What the Regulatory Affairs Department does at Worldwide: Regulatory Affairs is pivotal in navigating the complex regulatory landscape, ensuring the success of diverse clinical trials. As subject matter experts, the team leads submissions to regulatory authorities, coordinates with ethics committees across EMEA, Asia Pacific, and Latin America, and ensures compliance with evolving regulations. Their expertise drives the development and approval of innovative medical products, supports business development efforts, and offers strategic guidance on contract negotiations. They also mentor junior staff, review key documentation for global regulatory standards, and keep all stakeholders informed throughout the submission process.

What you will do:

• Liaise with SAR colleagues to plan, organize, compile, progress, track and submit regulatory submissions on a timely basis.
• May act as a contact point for translation review of submissions documents such as application, synopsis, ICF, labels etc.
• Where required provide local QC of submission dossiers prior to dispatch.
• Effectively communicate to the SAR Lead and relevant project team members the status and action plans concerning submissions.
• Identify risks and generate mitigation strategies.
• When possible, foster professional working relationships with internal and external contacts to ensure expeditious submission/approval of regulatory dossiers.
• Maintain country specific patient information sheet and consent form customization text.
• Maintain country specific drug labeling information.
• Maintain Country Intelligence Pages.
• Be familiar with and comply with SOPs, ICH GCP and applicable regulations.
• Stay informed of changing regulatory legislative requirements and maintain regulatory intelligence database.
• Advise the SAR project team about appropriate regulatory strategies.
• Review and make recommendations on all relevant documentation e.g. labels, patient information sheets, diary cards etc. to comply with ICH GCP & country specific requirements.
• Provide timely and relevant updates and communication of changes in the regulatory environment to the Regulatory Affairs department.
• Provide advice to the Regulatory Affairs department on interpretation of new legislation, guidance and directives.

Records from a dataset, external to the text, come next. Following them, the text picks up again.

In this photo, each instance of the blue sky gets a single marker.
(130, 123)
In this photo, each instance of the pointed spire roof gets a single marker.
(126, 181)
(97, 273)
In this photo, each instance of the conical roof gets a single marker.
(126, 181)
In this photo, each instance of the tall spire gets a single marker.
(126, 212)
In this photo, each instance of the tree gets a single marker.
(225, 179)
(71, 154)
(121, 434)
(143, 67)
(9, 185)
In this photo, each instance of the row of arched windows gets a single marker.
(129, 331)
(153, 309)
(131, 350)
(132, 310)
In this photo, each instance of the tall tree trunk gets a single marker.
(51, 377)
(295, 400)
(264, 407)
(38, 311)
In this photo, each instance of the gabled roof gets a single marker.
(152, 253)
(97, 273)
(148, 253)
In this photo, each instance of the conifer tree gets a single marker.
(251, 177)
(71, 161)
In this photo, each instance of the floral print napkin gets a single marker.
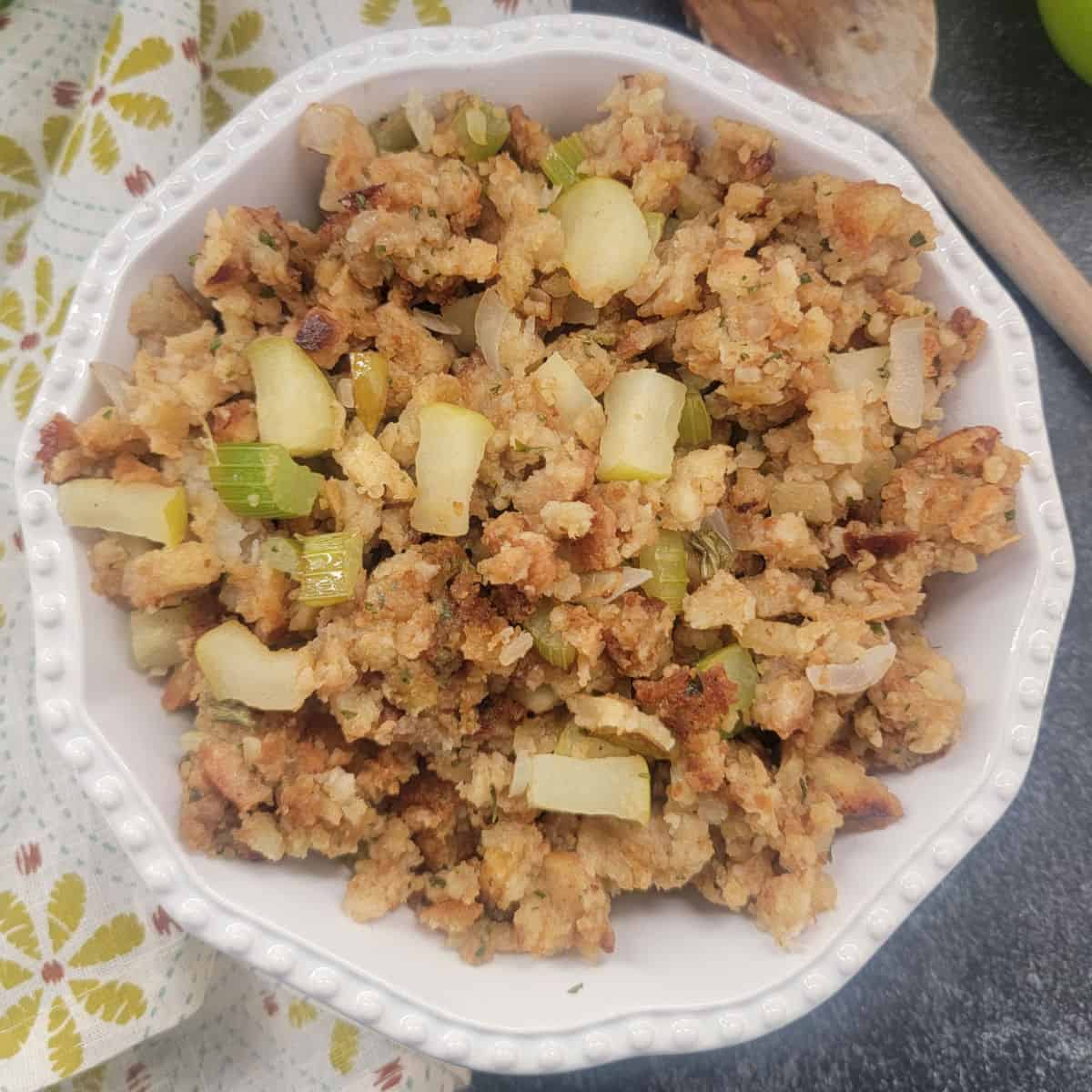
(99, 988)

What you will bring to the role:

• Strong organizational and management skills.
• Strong planning, strategizing, managing, monitoring, scheduling, and critiquing skills.
• Self-motivated learning about current regulatory processes and intelligence.
• Excellent written and verbal communication skills to clearly and concisely present information.
• Team-oriented work style; seeks and gives guidance to others.
• Strong interpersonal skills in a fast-paced, deadline oriented, and changing environment.
• Excellent ability to handle multiple tasks in a fast-paced and changing environment.
• Proficiency in all MS-Office applications including Microsoft Word, Excel, and PowerPoint.
• Aptitude for contemporary digital systems is helpful.

Your experience:

• Degree with a major concentration in medical, biological, physical, health, pharmacy or other related science.
• Minimum 3 years of experience in clinical research, in site activation and/or regulatory-related function within a CRO.
• To be considered for this role, candidates must have experience with the regulatory process in the UK and under EU-CTR.
• Good knowledge of ICH GCP, relevant clinical research conduct guidance and country regulations.
• Multilingualism preferred; fluent in local language; working knowledge of English.

We love knowing that someone is going to have a better life because of the work we do.